I'm still looking for new things to add and new ways to do it but you have to do it. Students even enjoy it as long as their ready.

The diver who's only done it kneeling on the bottom with no other resposibilities is in for a big surprise IF something goes wrong.

Ditching your weights seems to bear a more direct causal relationship to the most recent tragedy, and others like it.

If you never swim with your face near someone else's fins, you will never get your mask kicked off. So you will also never need to have your mask ripped off to get you "ready" for having your mask kicked off.

I am not a proponent of horsing around underwater with unannounced mask drills nor of turning off someone else's air, etc, in the name of training. I respect others' views to the contrary of course.

I carry an extra mask with me at all times. However I normally end up loaning it to someone else, who did not defog their own mask properly before going diving.
 
IndigoBlue once bubbled...


Ditching your weights seems to bear a more direct causal relationship to the most recent tragedy, and others like it.

If you never swim with your face near someone else's fins, you will never get your mask kicked off. So you will also never need to have your mask ripped off to get you "ready" for having your mask kicked off.

I am not a proponent of horsing around underwater with unannounced mask drills nor of turning off someone else's air, etc, in the name of training. I respect others' views to the contrary of course.

I carry an extra mask with me at all times. However I normally end up loaning it to someone else, who did not defog their own mask properly before going diving.

I used the mask thing as an example only and they don't have to get kicked off. IMO, the same principle applies to all emergency procedures including ditching weights, free flow reg breathing, handling a stuck inflator, OOA ect. Although, in this case the need to drop weights appears to be a ways down the chain.

I do think though that you may have misunderstood me because I never advocated horsing around or turning off air. I did advocate combining skills because doing them one at a time on your knees doesn't mean anything.
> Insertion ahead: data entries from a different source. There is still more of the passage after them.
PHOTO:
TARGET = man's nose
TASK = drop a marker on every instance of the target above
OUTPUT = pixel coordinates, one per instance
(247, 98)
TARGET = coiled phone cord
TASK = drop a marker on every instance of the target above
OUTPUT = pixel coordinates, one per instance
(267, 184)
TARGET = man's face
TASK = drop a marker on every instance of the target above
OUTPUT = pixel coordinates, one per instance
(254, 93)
Make no mistake please. I'm not at all talking about something as simple as running around jerking divers masks off or turning their off. Any idiot can do that and it's potentially dangerous.
 
MikeFerrara once bubbled...


I used the mask thing as an example only and they don't have to get kicked off. IMO, the same principle applies to all emergency procedures including ditching weights, free flow reg breathing, handling a stuck inflator, OOA ect. Although, in this case the need to drop weights appears to be a ways down the chain.

I do think though that you may have misunderstood me because I never advocated horsing around or turning off air. I did advocate combining skills because doing them one at a time on your knees doesn't mean anything.
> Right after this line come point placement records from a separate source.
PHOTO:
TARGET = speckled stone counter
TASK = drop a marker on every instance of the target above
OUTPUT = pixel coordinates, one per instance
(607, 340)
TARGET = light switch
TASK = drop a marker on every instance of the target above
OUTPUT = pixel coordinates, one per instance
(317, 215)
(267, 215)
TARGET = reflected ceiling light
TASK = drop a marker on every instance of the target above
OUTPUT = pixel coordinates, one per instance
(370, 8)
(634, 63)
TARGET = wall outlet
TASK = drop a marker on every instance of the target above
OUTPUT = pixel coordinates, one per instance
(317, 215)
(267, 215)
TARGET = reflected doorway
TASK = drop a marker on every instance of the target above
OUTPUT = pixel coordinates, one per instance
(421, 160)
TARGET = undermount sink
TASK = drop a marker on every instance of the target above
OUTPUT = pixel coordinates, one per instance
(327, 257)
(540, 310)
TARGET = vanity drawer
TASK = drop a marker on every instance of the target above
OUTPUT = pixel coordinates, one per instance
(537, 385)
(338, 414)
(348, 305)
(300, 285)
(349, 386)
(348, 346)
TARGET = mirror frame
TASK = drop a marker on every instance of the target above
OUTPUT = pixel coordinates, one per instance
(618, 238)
Make no mistake please. I'm not at all talking about something as simple as running around jerking divers masks off or turning their off. Any idiot can do that and it's potentially dangerous.
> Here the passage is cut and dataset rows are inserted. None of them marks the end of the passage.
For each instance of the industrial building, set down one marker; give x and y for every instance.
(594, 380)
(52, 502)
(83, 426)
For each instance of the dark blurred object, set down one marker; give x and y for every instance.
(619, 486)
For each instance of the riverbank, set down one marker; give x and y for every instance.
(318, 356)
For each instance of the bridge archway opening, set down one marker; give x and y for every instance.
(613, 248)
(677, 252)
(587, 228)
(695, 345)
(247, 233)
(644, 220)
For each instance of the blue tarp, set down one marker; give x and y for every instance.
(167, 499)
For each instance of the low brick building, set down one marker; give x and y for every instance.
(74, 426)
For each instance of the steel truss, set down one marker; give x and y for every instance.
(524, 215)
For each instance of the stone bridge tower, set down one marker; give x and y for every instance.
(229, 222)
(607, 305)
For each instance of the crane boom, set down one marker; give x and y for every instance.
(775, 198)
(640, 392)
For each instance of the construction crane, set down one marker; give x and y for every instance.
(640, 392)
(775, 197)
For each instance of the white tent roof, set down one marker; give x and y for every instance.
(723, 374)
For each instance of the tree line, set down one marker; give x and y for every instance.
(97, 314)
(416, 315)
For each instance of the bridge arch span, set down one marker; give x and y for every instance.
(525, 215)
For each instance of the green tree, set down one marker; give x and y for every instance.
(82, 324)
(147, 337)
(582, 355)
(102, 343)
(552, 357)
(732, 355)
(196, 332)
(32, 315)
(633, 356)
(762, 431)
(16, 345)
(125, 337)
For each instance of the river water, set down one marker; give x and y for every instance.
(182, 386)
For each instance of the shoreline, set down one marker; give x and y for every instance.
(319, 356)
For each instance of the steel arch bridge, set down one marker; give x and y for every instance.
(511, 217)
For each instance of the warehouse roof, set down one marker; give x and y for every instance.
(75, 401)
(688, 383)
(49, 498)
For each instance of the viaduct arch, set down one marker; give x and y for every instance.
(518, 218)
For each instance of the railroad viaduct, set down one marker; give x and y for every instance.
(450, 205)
You sound like a pretty good instructor who is thoughtful and visionary. No matter how hard you try, as an instructor, after awhile, your x-student graduates are going to have to deal with their own complacency in the water. Something as simple as dropping weights at or near the surface could prevent a high percentage of all scuba deaths.

You are quite right about the need for reinforcement.

The problem is that we are all subject to the temptation of complacency.